Why is "neutral" the most important sentiment label?#

Positive and negative are easy to interpret; the neutral bucket is where the methodology shows. A poorly-tuned model classifies most reviews as neutral by default — which makes positive/negative shifts unreadable. A well-tuned model uses neutral sparingly and only when the text genuinely lacks valence. The neutral-fraction is a quick diagnostic: under twenty percent suggests the model is confident; over fifty percent suggests it is hedging or undertrained on the category.
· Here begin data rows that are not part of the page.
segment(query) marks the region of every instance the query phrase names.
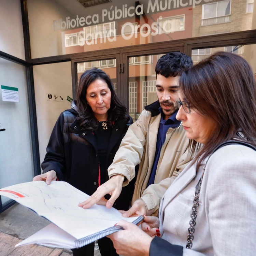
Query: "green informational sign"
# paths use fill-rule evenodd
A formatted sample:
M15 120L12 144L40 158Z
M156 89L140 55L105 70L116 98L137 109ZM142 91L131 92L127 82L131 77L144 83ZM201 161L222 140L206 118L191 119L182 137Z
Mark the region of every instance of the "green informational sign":
M68 101L69 101L69 102L72 102L72 101L73 101L73 99L72 99L72 98L71 98L71 97L70 97L69 96L68 96L67 97L67 100Z
M2 99L3 101L19 102L19 91L18 88L1 85Z

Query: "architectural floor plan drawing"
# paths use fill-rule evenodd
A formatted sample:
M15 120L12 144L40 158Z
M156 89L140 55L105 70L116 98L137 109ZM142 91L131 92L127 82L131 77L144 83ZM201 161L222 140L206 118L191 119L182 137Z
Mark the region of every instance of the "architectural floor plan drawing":
M78 206L89 197L63 181L43 181L18 184L0 189L8 197L48 219L76 239L113 226L121 219L131 222L115 209L95 205L85 210Z

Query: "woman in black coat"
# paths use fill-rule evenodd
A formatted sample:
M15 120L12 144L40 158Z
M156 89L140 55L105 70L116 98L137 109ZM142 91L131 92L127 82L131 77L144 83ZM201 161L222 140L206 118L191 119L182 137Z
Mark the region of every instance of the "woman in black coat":
M43 174L33 181L43 180L48 184L52 181L65 181L90 196L109 180L108 168L132 120L126 115L126 109L109 77L100 69L94 68L82 74L76 98L72 109L59 117L41 165ZM123 182L119 176L111 177L114 184ZM131 186L123 188L115 208L128 209ZM105 199L110 197L107 195ZM109 239L100 239L98 243L102 256L118 255ZM94 249L93 243L73 249L73 255L93 256Z

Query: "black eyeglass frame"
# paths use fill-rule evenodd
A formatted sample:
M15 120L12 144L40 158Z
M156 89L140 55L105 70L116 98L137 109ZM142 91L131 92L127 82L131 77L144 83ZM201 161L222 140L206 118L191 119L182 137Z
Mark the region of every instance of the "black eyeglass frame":
M187 106L184 105L184 103L187 104ZM189 103L189 102L188 102L188 101L181 101L180 100L177 100L177 104L178 105L178 107L179 109L180 108L181 106L182 106L182 108L183 108L183 109L184 110L184 111L186 112L186 113L187 113L187 114L189 114L189 113L190 113L191 111L190 109L190 104ZM184 107L184 105L185 106L185 107ZM186 108L188 108L188 109L189 110L189 112L187 112L186 111L186 109L185 109Z

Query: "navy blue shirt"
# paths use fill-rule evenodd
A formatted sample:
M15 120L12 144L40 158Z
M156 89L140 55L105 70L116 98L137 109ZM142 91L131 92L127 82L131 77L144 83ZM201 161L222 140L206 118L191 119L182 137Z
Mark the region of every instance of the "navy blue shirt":
M151 173L147 183L147 187L151 184L154 184L155 182L155 177L156 176L156 168L158 163L159 158L160 156L160 152L163 144L165 141L166 133L169 128L176 128L180 126L181 121L178 121L176 119L176 115L177 111L173 113L168 119L165 120L165 115L163 112L162 109L160 107L159 111L161 114L161 121L159 124L158 131L157 132L157 138L156 140L156 153L155 154L155 158L153 163L153 166L151 170Z

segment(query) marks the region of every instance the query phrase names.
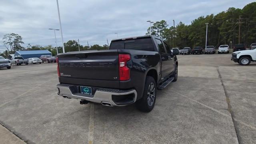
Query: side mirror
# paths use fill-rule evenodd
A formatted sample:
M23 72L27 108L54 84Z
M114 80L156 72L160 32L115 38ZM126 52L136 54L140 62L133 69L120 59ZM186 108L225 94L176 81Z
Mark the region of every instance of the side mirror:
M172 53L175 55L179 54L179 50L173 50L172 51Z

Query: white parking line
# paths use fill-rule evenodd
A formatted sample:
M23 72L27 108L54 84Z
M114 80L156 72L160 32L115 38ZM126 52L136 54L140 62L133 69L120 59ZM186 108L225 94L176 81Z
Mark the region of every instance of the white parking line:
M38 87L43 85L44 84L45 84L46 83L52 80L53 80L54 78L51 78L49 80L48 80L47 81L46 81L43 82L43 83L42 83L41 84L38 84L36 85L35 86L33 87L32 88L31 88L31 89L29 89L26 92L25 92L24 93L23 93L20 94L18 96L16 97L15 98L18 98L19 97L21 97L21 96L22 96L24 95L24 94L27 93L28 92L30 92L30 91L32 91L32 90L34 90L35 88L37 88L37 87ZM0 105L0 107L1 107L2 106L4 106L6 104L8 104L9 102L11 102L12 100L8 100L8 101L6 101L6 102L4 102L4 103Z
M89 127L88 132L88 143L92 144L94 143L94 104L90 104L90 119L89 121Z

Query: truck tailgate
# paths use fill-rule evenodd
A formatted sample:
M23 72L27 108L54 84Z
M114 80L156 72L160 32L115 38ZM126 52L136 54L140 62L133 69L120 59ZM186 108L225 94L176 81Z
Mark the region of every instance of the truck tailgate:
M58 57L60 83L119 88L117 50L68 52Z

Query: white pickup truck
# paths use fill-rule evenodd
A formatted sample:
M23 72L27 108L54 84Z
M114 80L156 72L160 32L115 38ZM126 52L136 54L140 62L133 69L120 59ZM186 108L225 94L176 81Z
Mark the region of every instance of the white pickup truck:
M0 56L0 68L11 68L11 61L10 60L6 59L3 57Z
M256 62L256 49L234 52L232 53L231 60L242 66L248 65L251 62Z
M22 56L16 56L12 58L11 63L15 64L16 66L20 65L22 64L27 65L28 64L28 60L27 59L24 59Z

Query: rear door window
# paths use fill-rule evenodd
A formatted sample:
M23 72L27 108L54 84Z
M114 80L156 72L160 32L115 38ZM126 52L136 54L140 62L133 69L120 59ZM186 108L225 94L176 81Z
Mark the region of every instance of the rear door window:
M113 42L111 42L109 49L154 51L151 38Z
M161 53L166 53L165 49L164 49L164 44L162 42L161 40L158 39L156 39L156 44L157 44L158 48L159 48L159 51Z
M164 41L163 41L163 42L164 42L164 46L165 46L165 48L166 49L167 52L171 52L170 49L170 48L167 44L166 44L166 43Z

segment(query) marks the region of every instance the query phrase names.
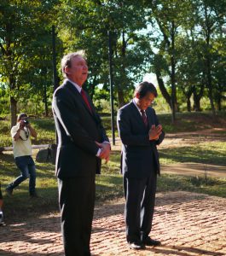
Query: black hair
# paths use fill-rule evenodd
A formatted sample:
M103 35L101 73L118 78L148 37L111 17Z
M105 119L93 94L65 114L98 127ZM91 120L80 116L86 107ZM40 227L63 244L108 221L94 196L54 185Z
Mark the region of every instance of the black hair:
M140 83L135 89L134 96L136 93L140 94L140 99L143 98L148 92L151 92L157 97L158 93L155 86L152 83L147 81Z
What is the difference between sentiment polarity and sentiment intensity?#

Polarity is the direction (positive, negative, neutral). Intensity is the magnitude — how strongly positive or negative. Intensity matters more than polarity for early-warning use cases: a small share of very angry reviews on a specific attribute often predicts reformulation pressure better than a large share of mildly negative ones. Datasets that report only polarity miss the intensity signal that makes the data actionable.

How do you validate a sentiment classifier?#

A defensible validation set has three properties: it is human-labelled by analysts familiar with the category (not crowdworkers labelling for cents), it covers the actual platform mix and language mix the model will be applied to (not just English benchmark sets), and it is held out from training. Reported accuracy on a single English-language benchmark is meaningless if the production data is bilingual reviews from a Chinese marketplace. Buyers should ask for category-specific accuracy figures, not headline numbers.